The tragic death of 13-year-old roadracer Peter Lenz at Indianapolis Motor Speedway this past August created national headlines. At the MotoGP post-race press conference, local reporters hammered second-place-finisher Ben Spies for answers. One newsman suggested that the Speedway was “too difficult for someone 12 or 13 years old to navigate.” Appearing on Fox News, “children’s-rights advocate” Wendy Murphy called for an investigation.

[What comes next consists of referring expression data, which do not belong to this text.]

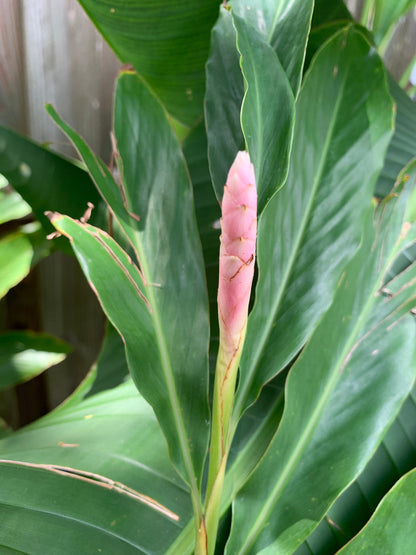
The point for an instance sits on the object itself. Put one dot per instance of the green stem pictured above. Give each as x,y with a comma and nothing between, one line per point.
224,390
367,14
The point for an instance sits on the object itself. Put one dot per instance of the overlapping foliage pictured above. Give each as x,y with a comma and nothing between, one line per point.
330,352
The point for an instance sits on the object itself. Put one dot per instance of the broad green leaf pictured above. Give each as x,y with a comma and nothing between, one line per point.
280,21
267,112
24,355
392,527
12,206
224,95
155,189
268,106
395,456
328,11
167,43
19,252
341,395
45,180
385,16
253,437
115,462
111,367
312,227
208,217
402,147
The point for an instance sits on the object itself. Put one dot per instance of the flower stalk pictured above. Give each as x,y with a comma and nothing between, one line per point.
237,261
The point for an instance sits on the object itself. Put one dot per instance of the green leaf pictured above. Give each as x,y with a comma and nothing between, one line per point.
111,367
208,215
19,252
224,95
345,389
328,11
12,206
87,470
280,21
268,87
312,227
402,147
167,43
386,14
24,355
392,527
267,112
395,456
45,180
155,189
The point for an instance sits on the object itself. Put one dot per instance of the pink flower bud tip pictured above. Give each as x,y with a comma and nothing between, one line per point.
237,251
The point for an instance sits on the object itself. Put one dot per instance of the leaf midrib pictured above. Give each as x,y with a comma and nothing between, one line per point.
302,444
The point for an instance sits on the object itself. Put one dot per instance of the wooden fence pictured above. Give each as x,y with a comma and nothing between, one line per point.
50,52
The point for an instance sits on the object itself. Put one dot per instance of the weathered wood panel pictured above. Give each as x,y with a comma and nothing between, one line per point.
51,52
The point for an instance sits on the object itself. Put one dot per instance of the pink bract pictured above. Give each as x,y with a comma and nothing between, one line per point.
237,251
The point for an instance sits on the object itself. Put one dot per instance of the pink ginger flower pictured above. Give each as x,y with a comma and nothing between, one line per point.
237,252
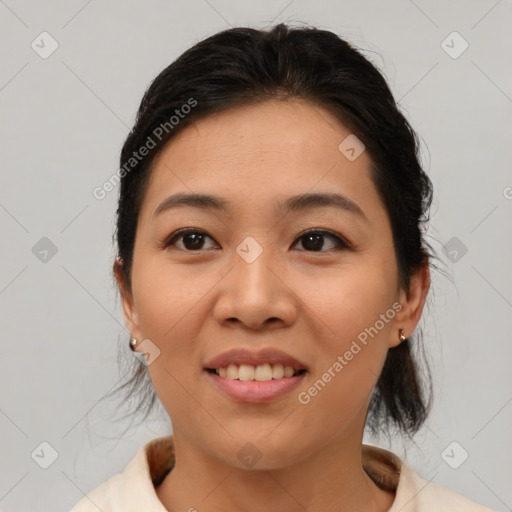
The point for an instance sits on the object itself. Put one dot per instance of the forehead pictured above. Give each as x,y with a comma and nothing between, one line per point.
259,154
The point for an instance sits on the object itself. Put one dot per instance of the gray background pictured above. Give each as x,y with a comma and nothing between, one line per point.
63,120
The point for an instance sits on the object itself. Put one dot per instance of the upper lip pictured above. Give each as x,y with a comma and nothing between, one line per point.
254,358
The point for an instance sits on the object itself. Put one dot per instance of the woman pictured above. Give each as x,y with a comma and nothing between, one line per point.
273,270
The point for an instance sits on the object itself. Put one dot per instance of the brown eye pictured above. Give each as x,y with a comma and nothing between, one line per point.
314,241
188,240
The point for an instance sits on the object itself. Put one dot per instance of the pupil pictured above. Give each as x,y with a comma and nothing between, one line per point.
317,242
197,241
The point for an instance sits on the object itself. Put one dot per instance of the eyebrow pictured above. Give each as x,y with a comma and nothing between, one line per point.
292,204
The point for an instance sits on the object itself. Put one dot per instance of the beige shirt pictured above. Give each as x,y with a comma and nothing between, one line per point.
133,490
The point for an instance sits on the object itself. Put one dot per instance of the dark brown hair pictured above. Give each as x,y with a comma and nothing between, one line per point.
244,65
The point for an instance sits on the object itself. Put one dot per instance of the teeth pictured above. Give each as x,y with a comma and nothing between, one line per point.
260,373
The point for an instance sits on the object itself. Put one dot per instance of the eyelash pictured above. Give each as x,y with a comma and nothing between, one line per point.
342,244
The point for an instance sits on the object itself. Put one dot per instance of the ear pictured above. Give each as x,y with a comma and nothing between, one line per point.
129,311
412,302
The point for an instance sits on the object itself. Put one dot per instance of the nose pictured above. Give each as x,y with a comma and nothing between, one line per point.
256,295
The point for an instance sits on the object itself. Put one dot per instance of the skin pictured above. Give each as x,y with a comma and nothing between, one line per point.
196,304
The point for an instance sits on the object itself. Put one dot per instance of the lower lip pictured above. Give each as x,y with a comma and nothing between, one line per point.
254,392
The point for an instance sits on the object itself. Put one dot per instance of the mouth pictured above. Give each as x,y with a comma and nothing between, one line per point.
248,384
260,373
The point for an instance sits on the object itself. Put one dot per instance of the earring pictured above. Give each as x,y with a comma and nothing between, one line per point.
133,344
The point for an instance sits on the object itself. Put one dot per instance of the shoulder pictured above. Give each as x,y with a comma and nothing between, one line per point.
414,493
133,489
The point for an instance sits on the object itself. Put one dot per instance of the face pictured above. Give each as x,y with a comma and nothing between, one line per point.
259,271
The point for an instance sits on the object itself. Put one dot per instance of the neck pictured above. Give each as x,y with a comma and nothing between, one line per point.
330,479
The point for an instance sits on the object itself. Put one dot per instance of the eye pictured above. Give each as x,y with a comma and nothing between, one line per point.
314,241
190,240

“Honestly, the questions I was asked earlier were a bit aggravating,” Spies said after the press conference. “I’ve been racing since I was eight years old. When I was 14, I lost my best friend—my teammate. There was about two days where I thought, ‘What am I doing? Should I be doing this?’ My mom told me, ‘If you want to quit right now, even being $70,000 in debt, we’ll find a way to survive.’ There isn’t a day that goes past that I regret doing it. When you’re racing motorcycles, you know what can happen. Obviously, what happened today is unfortunate. But it’s racing. It’s life. He knew exactly what he was doing.”
Kevin Schwantz has made a career working with promising young riders like Lenz since he retired 15 years ago. The 1993 500cc world champion has helped steer Spies both on and off the track. Blake Young, a two-time AMA Pro American SuperBike race-winner this season, is another beneficiary of Schwantz’s experience. So, too, are up-and-coming teens Cameron Beaubier and JD Beach. Both are graduates of the Schwantz-led Red Bull Rookies Cup program run in conjunction with European MotoGP rounds. There are countless others.

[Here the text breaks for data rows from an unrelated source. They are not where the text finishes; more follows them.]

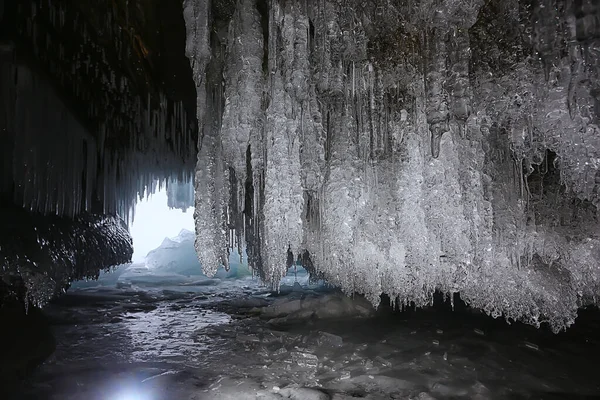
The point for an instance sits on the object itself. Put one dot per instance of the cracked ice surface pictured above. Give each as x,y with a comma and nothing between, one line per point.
406,146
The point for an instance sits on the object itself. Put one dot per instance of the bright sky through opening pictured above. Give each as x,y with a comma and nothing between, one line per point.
154,221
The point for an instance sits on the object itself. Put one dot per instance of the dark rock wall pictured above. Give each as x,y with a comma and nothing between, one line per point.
96,105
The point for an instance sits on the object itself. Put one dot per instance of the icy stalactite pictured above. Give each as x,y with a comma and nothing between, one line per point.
180,193
409,149
244,86
196,14
41,255
437,99
211,236
80,136
283,195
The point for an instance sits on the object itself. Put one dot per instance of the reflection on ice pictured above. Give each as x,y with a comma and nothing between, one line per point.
165,331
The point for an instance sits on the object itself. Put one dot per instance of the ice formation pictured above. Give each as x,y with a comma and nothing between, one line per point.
180,193
405,146
41,255
97,153
86,127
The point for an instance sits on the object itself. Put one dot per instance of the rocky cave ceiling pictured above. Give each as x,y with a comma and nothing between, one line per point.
393,146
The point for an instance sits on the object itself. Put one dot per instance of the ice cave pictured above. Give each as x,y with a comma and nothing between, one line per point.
389,199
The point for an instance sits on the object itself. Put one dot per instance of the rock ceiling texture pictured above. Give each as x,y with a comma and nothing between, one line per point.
392,146
402,146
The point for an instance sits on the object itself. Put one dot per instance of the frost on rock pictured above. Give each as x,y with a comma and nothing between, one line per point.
405,147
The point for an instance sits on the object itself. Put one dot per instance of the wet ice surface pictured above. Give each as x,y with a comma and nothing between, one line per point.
237,341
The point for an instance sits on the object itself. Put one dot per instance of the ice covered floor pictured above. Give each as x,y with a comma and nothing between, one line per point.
236,341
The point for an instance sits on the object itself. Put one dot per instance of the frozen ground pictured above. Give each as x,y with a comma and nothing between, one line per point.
232,339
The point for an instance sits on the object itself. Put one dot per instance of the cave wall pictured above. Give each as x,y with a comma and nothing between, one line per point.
404,146
97,107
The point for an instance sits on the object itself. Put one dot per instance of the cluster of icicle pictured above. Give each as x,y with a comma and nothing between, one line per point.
180,192
59,164
401,171
41,255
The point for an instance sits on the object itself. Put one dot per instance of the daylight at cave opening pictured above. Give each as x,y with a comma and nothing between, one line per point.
299,199
155,219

Asked about all this, Schwantz replied, “Kids are going to race. Whether it’s Red Bull Rookies Cup or the USGPRU MD250H class, we’re doing everything we can to give them the safest equipment, from what they’re riding to what they’re wearing. Helmets, leathers, boots, gloves, back protectors—all the pieces of safety equipment that we wear—have changed a lot. Alpinestars, which makes the suits for Red Bull Rookies Cup, makes the kids wear a back and a chest protector.
“It’s when the kids don’t have series like Red Bull Rookies Cup or USGPRU, which take them to really good facilities, that they race at tracks with guardrails and concrete walls around the outside or telephone poles not far off the edge.
“Racing is inherently a dangerous sport. There are going to be injuries. Unfortunately, you can’t do anything to stop certain situations. We’ve got to be there for these kids. We’ve got to help them grow, to become, if they choose, better motorcycle racers, possibly the next Nicky Hayden or Valentino Rossi or Ben Spies.”